El barco empezó a escorar, así que el capitán decidió comenzar a separarse lentamente de la playa para intentar llegar al buque nodriza antes de que nos hundiéramos. Yo bajé a la sala de máquinas, me sequé las manos y les puse nuevos rollos a las cámaras. Subí de nuevo a la cubierta a tiempo de tomar la última foto de la playa cubierta de humo. Luego fotografié a la tripulación mientras se hacían transfusiones de sangre en la cubierta. Una barcaza pasó junto a nosotros y nos evacuó del barco que ya comenzaba a sumergirse. Pasar a los heridos graves del barco a la barcaza con mar crespo fue una tarea difícil. Ya no tomé más fotos, estaba demasiado ocupado transportando camillas. La barcaza nos llevó por fin al U. S .S. Chase, el mismo buque del que había salido seis horas antes, y desde el que estaba desembarcando la última de las oleadas de las 16ª de Infantería. La cubierta, no obstante, estaba ya repleta de muertos y heridos que habían sido rescatados.

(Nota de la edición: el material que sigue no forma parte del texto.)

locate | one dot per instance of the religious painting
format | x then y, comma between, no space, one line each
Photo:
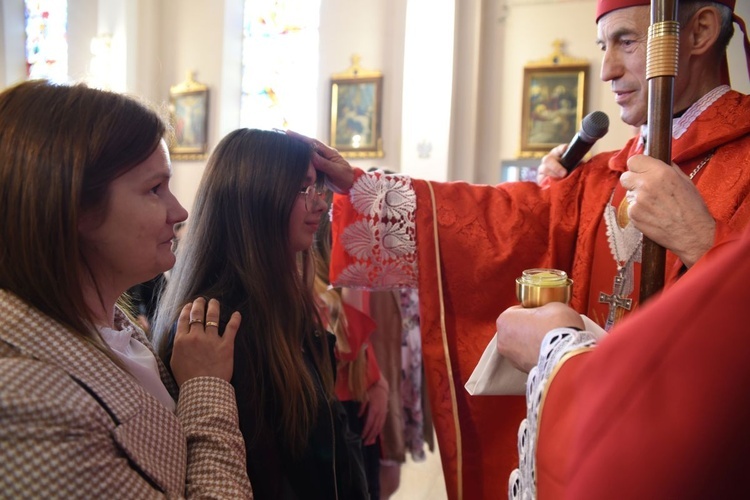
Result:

Ésa era mi última oportunidad para volver a la playa. No lo hice. Los chicos de la cocina que a las tres de la mañana de la noche anterior nos habían servido el café en chaqueta blanca, las manos enfundadas en guantes también blancos, estaban cubiertos de sangre y se esforzaban en coser las bolsas de los cadáveres. Los marineros izaban camillas desde barcazas a punto de hundirse. Empecé a hacer fotos. Entonces, todo empezó a volverse confuso…

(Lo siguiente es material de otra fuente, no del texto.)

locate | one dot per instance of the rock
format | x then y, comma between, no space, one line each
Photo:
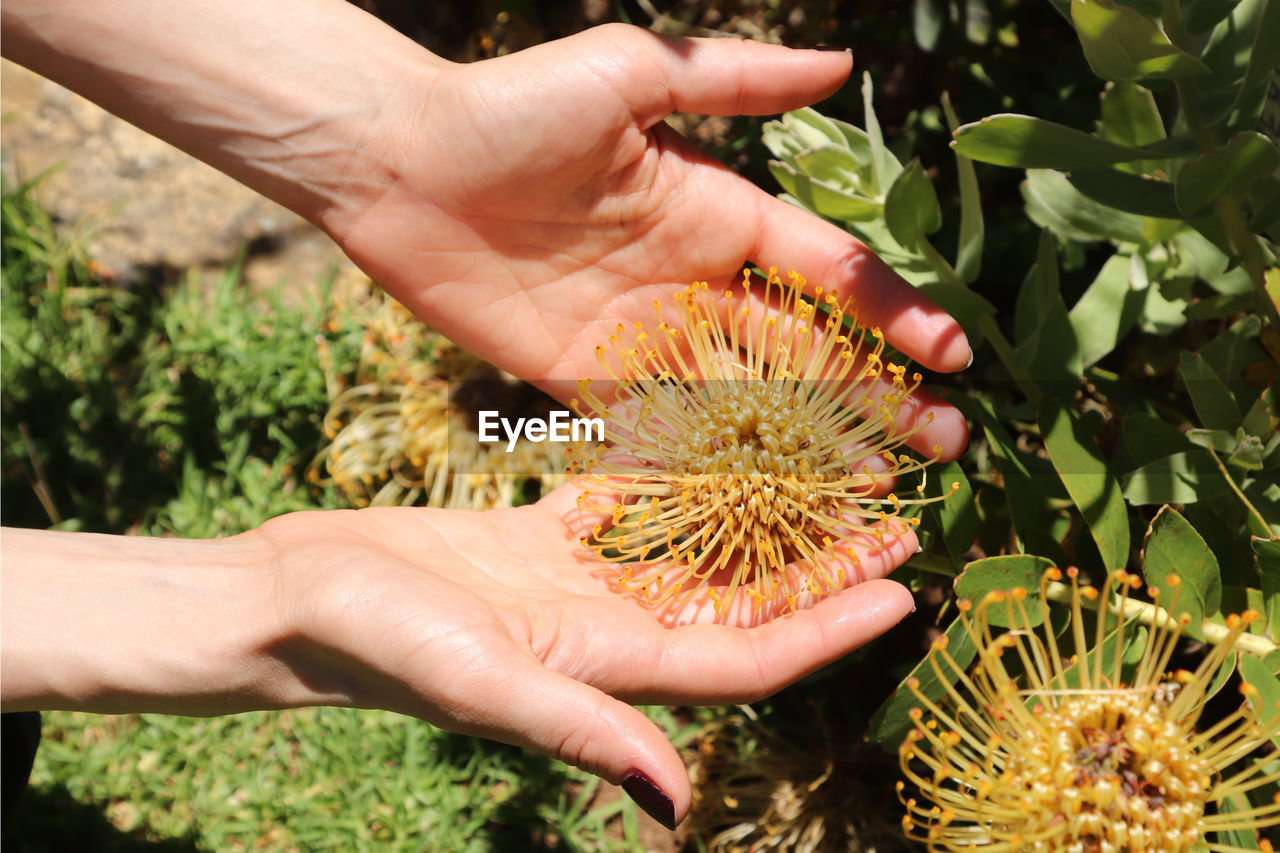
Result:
140,203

Me desperté en una litera. Estaba desnudo y me habían tapado con una gruesa manta. Tenía sujeto al cuello un trozo de papel en el que ponía “Caso de agotamiento. Sin placas de identificación.” La bolsa de mi cámara estaba en la mesa, y yo recordaba quien era.
Por la mañana, el barco atracó en el puerto de Weymouth. Una jauría de periodistas hambrientos que no habían obtenido permiso para acompañar a las tropas durante la invasión nos esperaba a la entrada del muelle para conseguir las primeras historias directamente de los hombres que habían alcanzado la cabeza de la playa y habían vivido para regresar. Supe que el otro fotógrafo asignado a Omaha Beach había vuelto hacía más de dos horas y que no pisó la playa: ni siquiera llegó a dejar el buque. Y ya iba de camino a Londres con su impresionante triunfo.
Fui tratado como un héroe. Me ofrecieron volver a Londres en avión y contar mi experiencia en la radio, pero aún tenía un recuerdo demasiado vívido de la noche, así que decliné la oferta. Guardé los rollos, me cambié y volví a la playa en el primer barco disponible.
Siete días más tarde, me enteré de que las fotografías que había tomado en Easy Red se consideraban las mejores del desembarco. Sin embargo, un emocionado asistente de laboratorio había aplicado demasiado calor al secar los negativos; las emulsiones se fundieron y se destintaron ante los ojos de toda la oficina de Londres. De ciento seis fotos que había tomado en total, sólo se pudieron salvar ocho. Los pies de foto de las fotografías, desenfocadas por el calor, decían que las manos de Capa habían temblado violentemante.»
Texto: «Ligeramente desenfocado» Robert Capa. Editorial La Fábrica. Madrid (2009).